Recipe: Delicious Crumbly shortbread biscuits
Crumbly shortbread biscuits. Cut the dough into fingers and place on a lined baking tray. Use a fork to create imprints, then sprinkle with the remaining caster sugar. Scottish shortbread is a biscuit to really sink your teeth into.
Shortbread is a traditional Scottish pastry that is crumbly and of sand-like consistency because no water is used. Without water, the gluten in the flour particles does not create any cohesive structures thus yielding a sandy bread. Shortbread is normally made by pressing the dough into flat decorative. You can have Crumbly shortbread biscuits using 10 ingredients and 6 steps. Here is how you achieve it.
Ingredients of Crumbly shortbread biscuits
- It's 200 ml of Extra Virgin Olive Oil from Spain.
- Prepare 375 g of wheat flour.
- It's 100 g of caster sugar.
- You need 125 g of dessert wine.
- You need 1 of pinch salt.
- You need of Grated zest of 1 orange.
- You need 1/4 of teaspoon cinnamon.
- You need 1/4 of teaspoon cloves.
- Prepare 1/4 of teaspoon aniseed seeds.
- You need 1/4 of teaspoon sesame seeds.
My nan and granddad came round when i was making up the mixture (my nan was a baker) and she said use those measurements and they turned out YUMMY. Definitely going to be added to my. Dice fruit and toss in a bowl with the vanilla sugar. The ingredients for shortbread are simple: butter, sugar, salt and flour.
Crumbly shortbread biscuits step by step
- Put all the ingredients in a bowl and work the mixture with your hands until you have a smooth, pliable dough. Depending on the type of flour you use, you may have to add a little more to absorb any excess moisture..
- The dough is ready to use when it no longer sticks to your hands. Cover the bowl with cling film and leave to rest for a couple of hours..

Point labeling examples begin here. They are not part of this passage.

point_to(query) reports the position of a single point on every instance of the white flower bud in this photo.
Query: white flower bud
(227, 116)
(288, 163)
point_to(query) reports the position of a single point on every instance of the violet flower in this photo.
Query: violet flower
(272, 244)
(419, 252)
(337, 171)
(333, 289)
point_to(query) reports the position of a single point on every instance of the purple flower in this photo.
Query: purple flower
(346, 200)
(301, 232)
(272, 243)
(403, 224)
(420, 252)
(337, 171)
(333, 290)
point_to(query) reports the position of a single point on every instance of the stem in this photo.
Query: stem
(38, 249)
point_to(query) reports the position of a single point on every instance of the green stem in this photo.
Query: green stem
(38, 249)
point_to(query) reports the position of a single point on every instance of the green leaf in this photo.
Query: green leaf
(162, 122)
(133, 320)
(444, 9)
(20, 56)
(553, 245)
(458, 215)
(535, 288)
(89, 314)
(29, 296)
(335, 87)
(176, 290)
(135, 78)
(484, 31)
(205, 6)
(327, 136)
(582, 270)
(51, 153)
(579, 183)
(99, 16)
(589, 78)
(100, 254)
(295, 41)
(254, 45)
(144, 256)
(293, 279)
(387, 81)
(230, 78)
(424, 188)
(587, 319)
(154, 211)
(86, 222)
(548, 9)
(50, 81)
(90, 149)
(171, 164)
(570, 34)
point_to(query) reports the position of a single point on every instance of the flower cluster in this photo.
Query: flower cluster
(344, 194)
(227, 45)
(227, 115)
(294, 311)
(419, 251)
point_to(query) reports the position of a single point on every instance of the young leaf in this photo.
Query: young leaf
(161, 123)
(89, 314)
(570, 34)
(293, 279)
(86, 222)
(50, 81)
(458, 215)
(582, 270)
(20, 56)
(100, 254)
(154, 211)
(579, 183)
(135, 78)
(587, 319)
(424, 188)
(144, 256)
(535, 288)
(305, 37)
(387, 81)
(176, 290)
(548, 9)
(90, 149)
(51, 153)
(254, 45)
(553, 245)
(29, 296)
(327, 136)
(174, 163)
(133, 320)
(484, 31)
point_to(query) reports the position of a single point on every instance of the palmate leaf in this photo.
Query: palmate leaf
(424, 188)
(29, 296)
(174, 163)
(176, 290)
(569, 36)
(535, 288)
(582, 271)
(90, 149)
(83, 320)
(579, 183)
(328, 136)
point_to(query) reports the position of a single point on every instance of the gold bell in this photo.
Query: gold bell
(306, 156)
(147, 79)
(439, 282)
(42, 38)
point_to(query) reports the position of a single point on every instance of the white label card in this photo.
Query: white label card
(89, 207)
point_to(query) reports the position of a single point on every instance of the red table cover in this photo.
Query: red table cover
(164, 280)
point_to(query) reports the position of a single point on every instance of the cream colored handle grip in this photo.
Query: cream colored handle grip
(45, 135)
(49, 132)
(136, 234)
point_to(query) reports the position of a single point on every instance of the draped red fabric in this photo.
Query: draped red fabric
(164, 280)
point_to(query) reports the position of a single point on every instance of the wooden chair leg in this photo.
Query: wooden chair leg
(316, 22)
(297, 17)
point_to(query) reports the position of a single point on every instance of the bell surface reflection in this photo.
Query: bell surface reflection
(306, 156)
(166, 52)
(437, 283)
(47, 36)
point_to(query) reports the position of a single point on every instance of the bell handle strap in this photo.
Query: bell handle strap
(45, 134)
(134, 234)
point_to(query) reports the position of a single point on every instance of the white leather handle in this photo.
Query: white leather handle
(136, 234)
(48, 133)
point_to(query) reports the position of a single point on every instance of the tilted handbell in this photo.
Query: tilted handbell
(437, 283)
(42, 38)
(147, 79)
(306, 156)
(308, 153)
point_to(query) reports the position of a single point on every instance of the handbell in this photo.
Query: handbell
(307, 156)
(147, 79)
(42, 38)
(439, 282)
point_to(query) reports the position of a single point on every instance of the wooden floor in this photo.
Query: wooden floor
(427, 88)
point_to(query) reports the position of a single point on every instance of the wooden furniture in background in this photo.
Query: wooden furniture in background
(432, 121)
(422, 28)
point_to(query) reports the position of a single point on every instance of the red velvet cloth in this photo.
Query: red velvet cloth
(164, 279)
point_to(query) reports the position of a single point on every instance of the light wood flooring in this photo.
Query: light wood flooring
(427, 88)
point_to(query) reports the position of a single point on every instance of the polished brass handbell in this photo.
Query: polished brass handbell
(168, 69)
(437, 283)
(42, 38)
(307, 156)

- Turn the dough out onto a floured work surface and, using a rolling pin, roll it to a thickness of around 1 cm. Choose some Christmas-themed cookie cutters and get cutting!.
- Arrange the shortbreads on an oven tray and bake in a pre-heated oven at 180ºC for 25 minutes..
- Once cooked and before they get cold, cover them in caster sugar..
- Alternatively you can sprinkle them with icing sugar and cocoa powder..
The key to making shortbread that holds together and also has a wonderful, flaky texture, is the temperature of the butter. It must be cool or cold, not softened or melted. Try bringing some of the dough to room temperature and incorporating some softened butter to get the right consistancy. Beat the butter and the sugar together until smooth. Stir in the flour to get a smooth paste.